In a half-joke, the cosmologist Stephen Hawking calls humans a ‘chemical scum’, so tiny and insignificant are we in the vastness of space. The physicist Paul Davies disagrees: ‘It’s very easy to denigrate human beings because we’ve made a mess of the planet and we do silly things, but. . .we have the spark of rationality and the ability to decode nature that makes us very special.’ Similarly, the physicist David Deutsch says, ‘We are a chemical scum that is different’ – notably our ability, through science, to understand and explain the cosmos as it really is.
For as long as we have been human we have looked in wonder at the stars. But for almost all that time we have had no idea what they really were. Only in the early twentieth century, following the discovery of radioactivity, did scientists begin to understand what actually makes them shine, and to develop a robust explanation of star formation, duration and dissolution.
Today we even understand quasars, the most distant and powerful phenomena in the known universe. But, according to Deutsch, even more remarkable than the quasar itself is:
the capacity of one physical system, the [human] brain, to contain an accurate working model of the other, the quasar. And not just a superficial image of it – though it contains that as well – but an explanatory model, embodying the same mathematical relationships and the same causal structure. That is knowledge! And if that wasn’t amazing enough the faithfulness with which the one structure resembles the other is increasing with time. That is the growth of knowledge.
In contrast to the vast majority of places in the universe, which are dark and cold, we live in a place that is saturated with information and energy. This has made possible creatures such as ourselves with the capacity to already ‘be’ everywhere in the universe through the use of reason and imagination in a way that nothing else we know of can be. Our ability to understand the cosmos – which is likely only to increase for as long as intelligent life continues – even has the potential to influence events at the cosmic scale.
Such grand claims and cosmic dreams may seem to be remote from our ordinary concerns in a crowded, hungry and rapidly changing world. But, Deutsch insists, they are of paramount importance. We may, for example, be able to intervene in the processes of a main sequence star such as the Sun in order to prolong conditions suitable for life in the solar system. This depends ‘on what people do: what decisions they make, what problems they solve, and on how they behave towards their children’.

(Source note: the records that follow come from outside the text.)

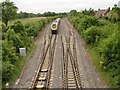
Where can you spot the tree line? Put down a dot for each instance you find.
(103, 37)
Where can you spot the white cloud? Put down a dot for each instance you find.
(42, 6)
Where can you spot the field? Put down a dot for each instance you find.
(25, 20)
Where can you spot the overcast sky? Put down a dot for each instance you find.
(41, 6)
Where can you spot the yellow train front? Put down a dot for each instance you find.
(55, 25)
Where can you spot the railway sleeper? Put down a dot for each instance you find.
(40, 85)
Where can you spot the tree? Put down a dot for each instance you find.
(73, 11)
(9, 12)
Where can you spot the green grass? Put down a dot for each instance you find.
(25, 20)
(109, 80)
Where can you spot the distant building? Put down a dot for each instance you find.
(119, 4)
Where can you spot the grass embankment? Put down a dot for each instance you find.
(20, 33)
(102, 41)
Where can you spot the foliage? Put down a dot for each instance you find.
(15, 37)
(88, 12)
(9, 12)
(105, 37)
(92, 35)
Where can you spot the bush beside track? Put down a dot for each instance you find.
(103, 42)
(14, 37)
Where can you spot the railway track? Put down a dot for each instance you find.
(71, 76)
(42, 77)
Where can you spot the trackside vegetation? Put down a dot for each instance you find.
(17, 36)
(102, 37)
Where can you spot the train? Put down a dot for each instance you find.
(55, 25)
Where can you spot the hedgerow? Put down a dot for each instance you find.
(105, 37)
(14, 37)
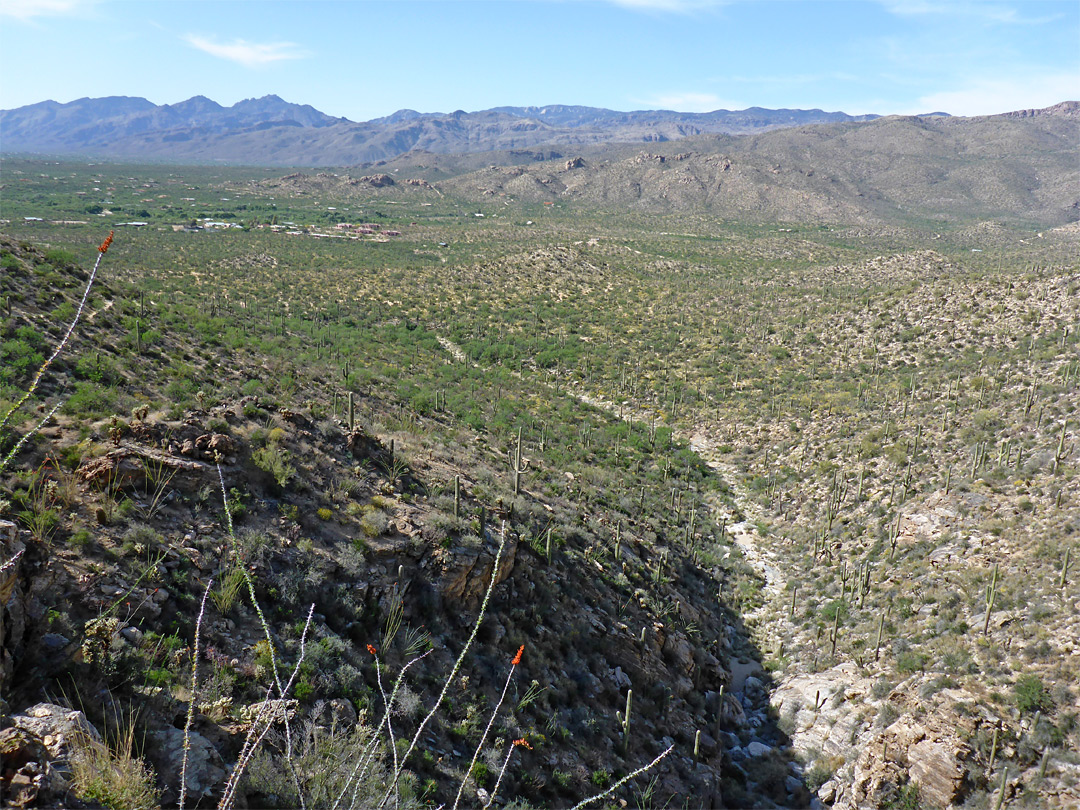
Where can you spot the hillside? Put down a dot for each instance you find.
(829, 471)
(923, 173)
(271, 132)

Philosophers from Plato to Spinoza and Hegel have argued that those who act freely in accordance with what is revealed by reason will be loving towards others. History is a sometimes harsher master than philosophy. Science and reason have often been harnessed by political and religious systems to hugely destructive ends. The discovery of radioactivity led to the creation of nuclear weapons as well as insight into the nature of a star.

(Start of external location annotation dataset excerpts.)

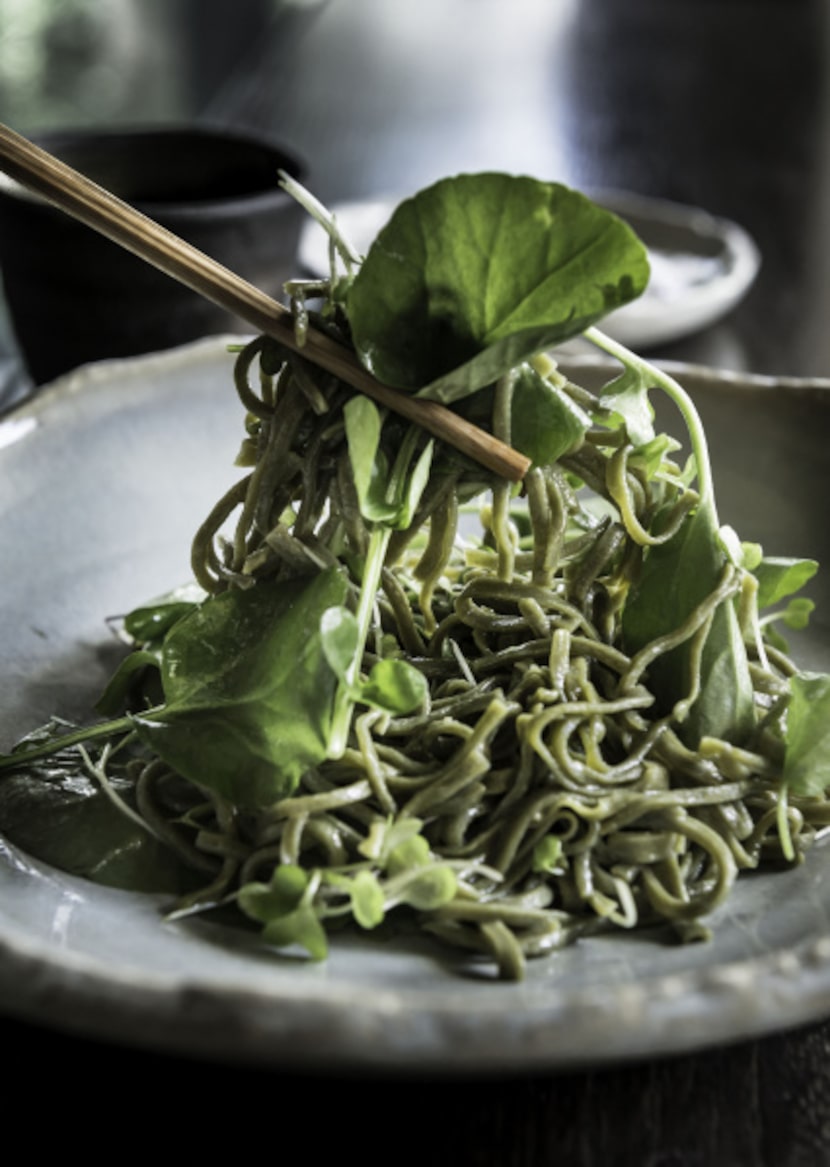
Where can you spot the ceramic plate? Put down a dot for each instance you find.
(702, 266)
(105, 476)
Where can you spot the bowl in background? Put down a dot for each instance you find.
(74, 297)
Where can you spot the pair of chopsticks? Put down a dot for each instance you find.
(99, 209)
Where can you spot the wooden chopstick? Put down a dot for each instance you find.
(78, 196)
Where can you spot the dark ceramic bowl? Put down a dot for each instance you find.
(75, 297)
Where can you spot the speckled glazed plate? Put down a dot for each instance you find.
(104, 477)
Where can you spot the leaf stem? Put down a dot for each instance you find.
(55, 745)
(685, 405)
(343, 700)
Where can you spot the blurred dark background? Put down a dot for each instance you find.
(720, 104)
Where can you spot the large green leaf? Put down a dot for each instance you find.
(479, 272)
(249, 692)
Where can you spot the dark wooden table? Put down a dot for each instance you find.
(716, 103)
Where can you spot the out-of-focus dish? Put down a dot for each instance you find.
(111, 469)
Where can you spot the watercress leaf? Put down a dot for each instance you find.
(415, 483)
(676, 577)
(249, 691)
(753, 554)
(479, 272)
(339, 636)
(429, 888)
(797, 613)
(807, 759)
(409, 853)
(393, 685)
(544, 423)
(55, 812)
(651, 456)
(277, 898)
(152, 621)
(779, 578)
(627, 396)
(114, 697)
(369, 465)
(302, 928)
(367, 900)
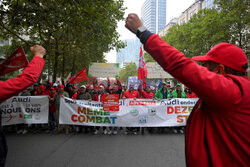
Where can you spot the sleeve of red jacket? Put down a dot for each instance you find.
(212, 88)
(29, 76)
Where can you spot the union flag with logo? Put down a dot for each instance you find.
(142, 70)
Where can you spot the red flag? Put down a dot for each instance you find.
(142, 70)
(15, 61)
(81, 76)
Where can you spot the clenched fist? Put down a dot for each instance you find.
(133, 22)
(38, 50)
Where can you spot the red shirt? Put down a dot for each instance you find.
(192, 95)
(131, 94)
(98, 97)
(52, 107)
(29, 76)
(146, 95)
(217, 132)
(74, 96)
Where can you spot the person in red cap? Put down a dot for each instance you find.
(16, 85)
(57, 98)
(217, 132)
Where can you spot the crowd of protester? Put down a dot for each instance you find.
(95, 92)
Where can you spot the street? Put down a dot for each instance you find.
(74, 150)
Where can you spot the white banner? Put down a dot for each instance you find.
(110, 70)
(25, 109)
(132, 113)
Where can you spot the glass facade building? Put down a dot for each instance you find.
(130, 53)
(154, 14)
(207, 4)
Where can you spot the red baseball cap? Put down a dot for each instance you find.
(61, 85)
(226, 54)
(42, 87)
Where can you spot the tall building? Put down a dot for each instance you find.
(154, 14)
(130, 53)
(194, 8)
(207, 4)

The tiny Waterbear can endure almost unbelievably harsh conditions and return to life as if nothing had happened. Further study of its remarkable abilities may lead to specific lessons in how to enhance human physical resilience in the face of challenges coming our way. We do not know whether collapse and catastrophe or something generally much more positive will result from our activities in the twenty-first century. But perhaps we can take this little bear as a talisman: a real-world, microscopic version of the ancient Egyptian scarab, representing endurance, regeneration and hope.